Background: Uncorrected atrial septal defects (ASD) are associated with atrial arrhythmias however the bi-atrial arrhythmia substrate, and a result, rhythm management strategies, are ill-defined in this cohort. Timely ASD closure may reduce AA prevalence, but the effect of percutaneous ASD closure on AAs has not been systematically evaluated. We aimed to investigate the effects of percutaneous ASD closure on AA prevalence and further sought to define the arrhythmia substrate in ASD patients with and without AAs, hypothesising that electrical and structural remodelling and ectopic foci would predominate in the right atrium and would be related to age and shunt fraction.
Methods: Meta-analysis was performed to determine the effects of percutaneous ASD closure on AA prevalence. Atrial EP studies were undertaken at percutaneous ASD closure with assessment of bi-atrial voltage, effective refractory periods (ERP) and conduction velocity (CV) and their restitution properties. Atrial late gadolinium enhancement cardiac MRI (CMR) was performed prior to ASD closure to quantify bi-atrial fibrosis. Triggers for AF were assessed using an isoprenaline ectopy provocation protocol and through assessment of ambulatory atrial ectopy on Holter monitoring. Comparison was made to non-congenital heart disease PAF patients who underwent the same protocol prior to and during first time ablation.
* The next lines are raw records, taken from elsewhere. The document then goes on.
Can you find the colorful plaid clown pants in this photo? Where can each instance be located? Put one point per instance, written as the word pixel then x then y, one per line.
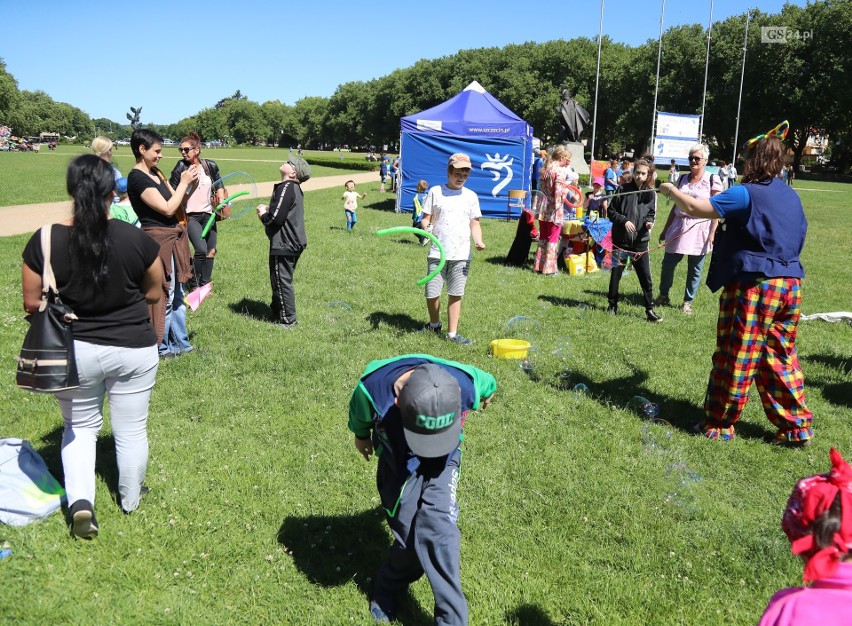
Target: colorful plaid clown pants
pixel 756 340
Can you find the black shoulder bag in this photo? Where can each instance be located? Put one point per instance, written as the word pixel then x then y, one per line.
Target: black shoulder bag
pixel 47 363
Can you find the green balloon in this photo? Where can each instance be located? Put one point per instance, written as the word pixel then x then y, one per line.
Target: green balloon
pixel 421 233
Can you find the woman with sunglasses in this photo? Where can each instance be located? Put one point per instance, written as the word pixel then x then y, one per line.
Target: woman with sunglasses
pixel 159 208
pixel 756 265
pixel 200 197
pixel 688 236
Effects of Percutaneous ASD Closure
Meta-analysis of 25 studies demonstrated no reduction in atrial arrhythmia prevalence post percutaneous ASD closure in adult patients (OR 0.855, 95% CI 0.672 to 1.087, P=0.201).
Invasive Electrical Assessment
In 21 ASD and 21 control patients areas of right atrial low voltage (<0.5 mV) and scar (<0.05 mV) were greater in ASD than control patients (P=0.02 and P=0.039) with a greater degree of low voltage and scar in right than the left atrium in ASD patients (P=0.002 and P=0.010, respectively). In both atria steeper ERP (RA; P=0.004, LA; P=0.009) and CV restitution (RA; P=<0.001, LA; P=0.007) was seen in ASD than control patients.
36 ASD and 36 control patients underwent bi-atrial CMR imaging. Right and left atrial fibrosis were significantly greater in ASD patients than control patients (P<0.001). Right atrial fibrosis burden was greater in ASD patients with atrial arrhythmias than those without (P=0.034).
During isoprenaline infusion and on non-invasive assessment on Holter monitoring a non-significant trend towards a greater degree of provoked or ambulatory right-atrial ectopy was seen in ASD vs control patients.
Relationship Between Remodelling and Magnitude of Exposure to Shunt
No relationship was seen between the degree of structural and electrical remodelling and patient age or shunt fraction in the ASD group.
Conclusion: Changes of electrical and structural remodelling predominate in the right atrium in ASD patients and are not related to exposure to the shunt. Right atrial fibrosis is associated with AAs and may be of greater relevance to arrhythmogenesis than ectopic triggers suggesting a role for CMR in non-invasive risk assessment in this cohort. Differences in ERP and CV restitution between ASD and control patient may offer additional mechanistic insight into AAs. As percutaneous ASD closure alone is unlikely to be sufficient to treat AAs, strategies of adjunctive ablation at time of closure, including right-sided ablation, in patients with AAs, warrant investigation in a randomised controlled trial.